In what appears to be a pattern of concern-trolling by players’ representatives in European soccer, the chief of the Italian players’ union, Damiano Tommasi, has advised against gay players coming out of the closet on the grounds that it would violate the sanctity of the locker room:

Homosexuality is still a taboo in football in the sense that there is a different kind of cohabitation to other professions. Expressing your personal sexuality is difficult in every professional environment and even more so for a footballer who shares a changing room with his team-mates, and hence also his intimacy with others. In our world it could cause embarrassment. In a sport in which you get undressed it could cause an extra difficulty in cohabitation. In other professions such as journalists or bank employees, this doesn’t happen.For them it’s easier to express themselves. But from a personal point of view, I think you can live without showing your own tendencies or you can do so in a discreet manner.

Let’s be clear: this isn’t about protecting gay players from having to feel strange and different. This is about protecting straight players from having to face their anxieties — and find out they might be false. This is about the false idea that locker rooms are already sexually neutral zones, because when it’s heterosexuality, it’s neutral and doesn’t make anyone uncomfortable, but if the specter of gayness creeps in everything is confused and weird and overwhelming.
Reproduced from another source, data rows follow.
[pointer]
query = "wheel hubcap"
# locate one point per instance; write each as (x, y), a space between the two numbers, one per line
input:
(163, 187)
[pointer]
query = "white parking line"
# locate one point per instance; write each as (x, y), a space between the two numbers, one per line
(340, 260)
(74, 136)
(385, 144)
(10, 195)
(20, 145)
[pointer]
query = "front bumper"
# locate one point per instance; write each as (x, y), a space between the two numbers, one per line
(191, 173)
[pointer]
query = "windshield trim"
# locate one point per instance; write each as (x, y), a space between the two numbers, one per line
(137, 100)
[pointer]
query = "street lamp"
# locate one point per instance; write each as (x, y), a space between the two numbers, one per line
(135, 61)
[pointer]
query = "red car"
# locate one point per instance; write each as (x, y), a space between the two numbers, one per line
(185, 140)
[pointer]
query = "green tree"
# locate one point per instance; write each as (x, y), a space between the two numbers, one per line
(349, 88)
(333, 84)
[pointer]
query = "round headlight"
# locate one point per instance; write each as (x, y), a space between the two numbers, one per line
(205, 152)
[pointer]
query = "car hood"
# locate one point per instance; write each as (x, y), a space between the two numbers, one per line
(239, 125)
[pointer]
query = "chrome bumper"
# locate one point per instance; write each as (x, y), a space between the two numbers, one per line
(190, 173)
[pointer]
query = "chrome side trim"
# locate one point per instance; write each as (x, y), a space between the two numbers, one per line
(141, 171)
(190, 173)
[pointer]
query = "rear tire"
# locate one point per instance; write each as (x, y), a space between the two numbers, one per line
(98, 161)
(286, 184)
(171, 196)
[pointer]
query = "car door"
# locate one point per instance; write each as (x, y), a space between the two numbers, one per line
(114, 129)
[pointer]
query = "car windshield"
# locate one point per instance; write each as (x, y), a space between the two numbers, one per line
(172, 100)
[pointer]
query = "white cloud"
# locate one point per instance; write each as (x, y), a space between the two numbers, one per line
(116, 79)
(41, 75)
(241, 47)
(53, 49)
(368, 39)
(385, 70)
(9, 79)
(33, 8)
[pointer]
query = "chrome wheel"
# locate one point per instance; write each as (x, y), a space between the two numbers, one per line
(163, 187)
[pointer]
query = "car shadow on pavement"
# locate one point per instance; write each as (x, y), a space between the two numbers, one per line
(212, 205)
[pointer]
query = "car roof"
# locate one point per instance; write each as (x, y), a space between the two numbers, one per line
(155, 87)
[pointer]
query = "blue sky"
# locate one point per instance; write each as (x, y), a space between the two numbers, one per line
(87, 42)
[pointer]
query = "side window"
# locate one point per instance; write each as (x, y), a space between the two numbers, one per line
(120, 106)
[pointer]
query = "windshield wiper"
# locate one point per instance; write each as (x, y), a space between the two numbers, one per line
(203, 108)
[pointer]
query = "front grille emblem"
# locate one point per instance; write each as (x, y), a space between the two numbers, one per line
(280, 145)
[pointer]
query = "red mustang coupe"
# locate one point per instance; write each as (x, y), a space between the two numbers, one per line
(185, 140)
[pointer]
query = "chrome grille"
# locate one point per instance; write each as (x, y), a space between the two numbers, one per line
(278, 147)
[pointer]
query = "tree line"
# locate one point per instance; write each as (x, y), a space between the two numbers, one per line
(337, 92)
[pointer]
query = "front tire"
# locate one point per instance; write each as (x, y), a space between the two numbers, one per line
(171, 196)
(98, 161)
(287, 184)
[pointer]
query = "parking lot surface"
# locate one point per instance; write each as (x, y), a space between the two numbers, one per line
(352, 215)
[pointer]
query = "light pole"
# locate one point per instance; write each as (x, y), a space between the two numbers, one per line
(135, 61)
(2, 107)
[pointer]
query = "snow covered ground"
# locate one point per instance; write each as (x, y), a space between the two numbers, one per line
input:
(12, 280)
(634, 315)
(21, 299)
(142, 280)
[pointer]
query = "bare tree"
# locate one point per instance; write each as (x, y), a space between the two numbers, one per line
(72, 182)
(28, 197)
This is about the deeply illogical idea that if someone behaved in a dignified and professional fashion while they were in the closet, that they’ll suddenly become a sexual harasser upon coming out, an event that usually accords with people wanting to reassure their friends and family and coworkers that everything about them is still essentially the same.

This is the same kind of false expression of concern that happened back in August when Philipp Lahm, who captains the German national team, warned in his published autobiography that if gay players came out, they would be harassed into suicide. His only evidence for this, of course, as my colleague Zack Ford pointed out, was a teammate who killed himself over the fear that he would be arrested for sexual assault. And even if he’d had an actual example, this would be an argument about straight homophobes, not gay people living their lives openly and honestly.

In a way, this is a victory for gay people. There are no legitimate objections about the threat gay people pose to straight society. So homophobes have to find convoluted ways to pretend they care about the well-being of gay people instead. But it’s still kind of depressing.